Member of the Nova Scotia House of Assembly for Preston
- In office March 24, 1998 – June 18, 1999
- Preceded by: Wayne Adams
- Succeeded by: David Hendsbee

Personal details
- Born: 1943 (age 82–83) East Preston, Nova Scotia, Canada
- Party: NDP

= Yvonne Atwell =

Canadian politician

Yvonne Atwell (born 1943) is a Canadian community activist, former provincial politician and former hospital administrator. She is known for being the first Black woman elected to the Nova Scotia House of Assembly.

==Early life and education==
Yvonne Atwell was born in East Preston, Nova Scotia, in 1943. Frustrated by the discrimination she experienced as a Black Nova Scotian, she left the province in 1960, spending 24 years in Toronto. She studied at Centennial College in Ontario and at Dalhousie University in Nova Scotia.

==Career==
Atwell worked for 20 years as an administrator at Mount Sinai Hospital in Toronto, Ontario, eventually rising to the position of Head of Patient Services.
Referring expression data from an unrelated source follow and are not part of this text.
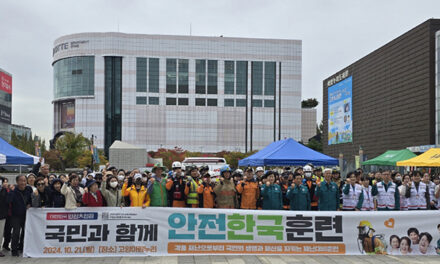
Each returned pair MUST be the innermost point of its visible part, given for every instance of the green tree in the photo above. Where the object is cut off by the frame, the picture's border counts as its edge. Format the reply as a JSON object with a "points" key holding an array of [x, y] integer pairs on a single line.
{"points": [[71, 147]]}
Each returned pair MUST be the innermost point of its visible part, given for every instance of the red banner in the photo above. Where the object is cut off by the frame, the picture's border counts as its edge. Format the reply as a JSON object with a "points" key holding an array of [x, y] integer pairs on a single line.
{"points": [[6, 82]]}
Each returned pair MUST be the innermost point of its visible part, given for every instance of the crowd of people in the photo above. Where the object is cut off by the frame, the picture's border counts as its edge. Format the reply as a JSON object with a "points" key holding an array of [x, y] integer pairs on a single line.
{"points": [[301, 188]]}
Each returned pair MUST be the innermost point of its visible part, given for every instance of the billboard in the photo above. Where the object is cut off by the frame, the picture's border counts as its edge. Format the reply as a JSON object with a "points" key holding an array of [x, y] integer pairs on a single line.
{"points": [[5, 82], [68, 114], [340, 125]]}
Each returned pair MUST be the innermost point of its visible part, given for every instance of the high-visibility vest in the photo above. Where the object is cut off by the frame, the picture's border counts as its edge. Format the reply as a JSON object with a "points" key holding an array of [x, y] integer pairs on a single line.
{"points": [[351, 199], [417, 200], [385, 199], [193, 196], [368, 203]]}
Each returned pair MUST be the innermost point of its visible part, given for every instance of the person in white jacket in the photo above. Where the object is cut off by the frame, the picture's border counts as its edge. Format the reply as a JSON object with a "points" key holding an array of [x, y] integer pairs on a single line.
{"points": [[72, 191]]}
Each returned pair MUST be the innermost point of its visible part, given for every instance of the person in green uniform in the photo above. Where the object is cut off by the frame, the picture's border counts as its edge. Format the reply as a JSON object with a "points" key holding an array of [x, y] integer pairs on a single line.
{"points": [[298, 194], [156, 187], [328, 193]]}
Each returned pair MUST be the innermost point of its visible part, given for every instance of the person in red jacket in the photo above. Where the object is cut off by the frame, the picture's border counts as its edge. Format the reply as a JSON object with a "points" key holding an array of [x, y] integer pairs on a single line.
{"points": [[92, 196]]}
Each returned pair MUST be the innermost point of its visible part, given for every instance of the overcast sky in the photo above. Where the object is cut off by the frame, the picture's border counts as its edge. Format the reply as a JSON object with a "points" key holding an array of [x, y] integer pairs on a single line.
{"points": [[335, 33]]}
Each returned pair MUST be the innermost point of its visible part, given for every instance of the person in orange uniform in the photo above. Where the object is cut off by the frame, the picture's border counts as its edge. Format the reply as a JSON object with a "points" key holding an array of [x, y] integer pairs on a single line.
{"points": [[137, 193], [207, 196], [176, 186], [249, 190]]}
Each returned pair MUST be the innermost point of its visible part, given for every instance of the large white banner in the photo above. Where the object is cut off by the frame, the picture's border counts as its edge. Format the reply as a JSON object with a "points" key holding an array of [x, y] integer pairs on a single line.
{"points": [[112, 231]]}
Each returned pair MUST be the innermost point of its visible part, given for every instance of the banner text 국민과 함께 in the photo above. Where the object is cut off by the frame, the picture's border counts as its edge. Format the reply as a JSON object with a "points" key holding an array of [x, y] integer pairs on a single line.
{"points": [[156, 231]]}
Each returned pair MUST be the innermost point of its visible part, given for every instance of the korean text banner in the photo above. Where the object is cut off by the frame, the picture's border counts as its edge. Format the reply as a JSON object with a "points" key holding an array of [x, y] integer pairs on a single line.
{"points": [[340, 125], [112, 231]]}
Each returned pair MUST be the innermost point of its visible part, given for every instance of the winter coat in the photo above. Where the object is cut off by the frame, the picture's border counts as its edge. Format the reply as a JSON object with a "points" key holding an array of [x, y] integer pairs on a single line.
{"points": [[272, 197], [299, 198], [225, 194], [250, 192]]}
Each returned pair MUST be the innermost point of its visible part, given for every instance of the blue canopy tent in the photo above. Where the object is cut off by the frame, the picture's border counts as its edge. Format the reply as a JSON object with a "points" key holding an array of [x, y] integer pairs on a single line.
{"points": [[9, 155], [287, 152]]}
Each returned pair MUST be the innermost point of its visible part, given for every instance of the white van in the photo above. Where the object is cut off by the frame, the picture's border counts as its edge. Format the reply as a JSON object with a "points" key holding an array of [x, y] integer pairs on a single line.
{"points": [[213, 163]]}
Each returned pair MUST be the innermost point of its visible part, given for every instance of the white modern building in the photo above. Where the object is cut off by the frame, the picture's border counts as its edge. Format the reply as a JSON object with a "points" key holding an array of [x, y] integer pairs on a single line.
{"points": [[204, 94]]}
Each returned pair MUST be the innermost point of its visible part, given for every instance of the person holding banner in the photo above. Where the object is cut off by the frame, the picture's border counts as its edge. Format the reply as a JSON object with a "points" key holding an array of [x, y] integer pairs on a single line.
{"points": [[366, 201], [137, 193], [327, 193], [271, 193], [206, 193], [417, 193], [298, 194], [110, 190], [157, 187], [249, 190], [176, 186], [351, 193], [387, 194], [225, 189], [20, 200]]}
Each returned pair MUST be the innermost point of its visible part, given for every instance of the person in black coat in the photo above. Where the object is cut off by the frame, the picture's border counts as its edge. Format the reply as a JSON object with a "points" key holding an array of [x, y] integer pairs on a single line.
{"points": [[4, 207], [20, 200], [56, 198]]}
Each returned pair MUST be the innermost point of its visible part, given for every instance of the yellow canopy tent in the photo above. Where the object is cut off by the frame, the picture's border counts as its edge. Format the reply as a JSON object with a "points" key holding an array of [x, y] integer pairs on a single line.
{"points": [[430, 158]]}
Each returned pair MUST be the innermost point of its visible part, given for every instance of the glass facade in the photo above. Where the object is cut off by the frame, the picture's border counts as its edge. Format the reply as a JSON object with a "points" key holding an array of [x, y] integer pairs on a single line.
{"points": [[171, 75], [183, 76], [74, 77], [269, 77], [212, 77], [141, 74], [153, 75], [241, 77], [113, 101], [229, 77], [201, 76], [257, 77]]}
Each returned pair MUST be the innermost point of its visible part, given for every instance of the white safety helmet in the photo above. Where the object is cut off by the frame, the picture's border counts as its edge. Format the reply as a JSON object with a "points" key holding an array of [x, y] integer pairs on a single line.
{"points": [[176, 165]]}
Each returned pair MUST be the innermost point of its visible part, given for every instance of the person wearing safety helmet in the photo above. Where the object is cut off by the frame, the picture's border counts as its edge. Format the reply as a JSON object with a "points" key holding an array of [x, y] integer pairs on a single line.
{"points": [[192, 183], [176, 186], [225, 189], [249, 191], [327, 193], [310, 182], [157, 187], [206, 192]]}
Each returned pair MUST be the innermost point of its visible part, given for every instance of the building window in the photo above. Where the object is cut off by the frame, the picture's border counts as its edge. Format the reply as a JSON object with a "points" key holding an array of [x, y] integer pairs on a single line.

She returned to Nova Scotia in 1984 after inheriting land from her father.

From 1993-98 she was the first Managing Director of the African-Canadian Employment Clinic in Halifax.

In 1996, Atwell ran unsuccessfully for the leadership of the Nova Scotia New Democratic Party in its 1996 leadership election. She won a seat in the Nova Scotia House of Assembly in 1998 for the riding of Preston, becoming the first Black woman MLA in the province. She represented the district until the 1999 provincial election when she lost her seat to David Hendsbee. During her term in office she served as the Opposition Critic for Status of Women, and Business Consumer Services.

Between 1999-2004, Atwell worked as Policy Advisor and Diversity Officer at the Maritime Centre of Excellence for Women's Health, Dalhousie University.

Atwell has also been Executive Director of Community Justice Society, Executive Director of the Black United Front, President of the African Canadian Caucus of Nova Scotia, Chair of the Indigenous Blacks & Mi’kmaq Initiative at the Schulich School of Law, Dalhousie University, a member of the Metropolitan Board of Trade's small business committee, a member of the George Washington Carver Credit Union executive board, and a member of the Board of Directors of the Canadian Society of Immigration Consultants.

== Honours and legacy ==
In 2002, Atwell was awarded the Queen Elizabeth II Golden Jubilee Medal for her contributions to public life.

In 2004, Atwell was inducted to the Rev Dr William Pearly Oliver Wall of Honour by the Black Cultural Society of Nova Scotia.

On March 1, 2020, the Nova Scotia New Democratic Party renamed their Diversity Fund to be called the Yvonne Atwell Diversity in Leadership Fund in recognition of "Yvonne Atwell's leadership in the legislature and her consistent encouragement of candidates with diverse backgrounds to seek public office".

On February 22, 2022, a portrait of Atwell was unveiled at Province House in Halifax to honour her and commemorate her historic role as the first Black woman to be elected in Nova Scotia. Her portrait is displayed in the Province House lobby alongside the portraits of former premiers of Nova Scotia.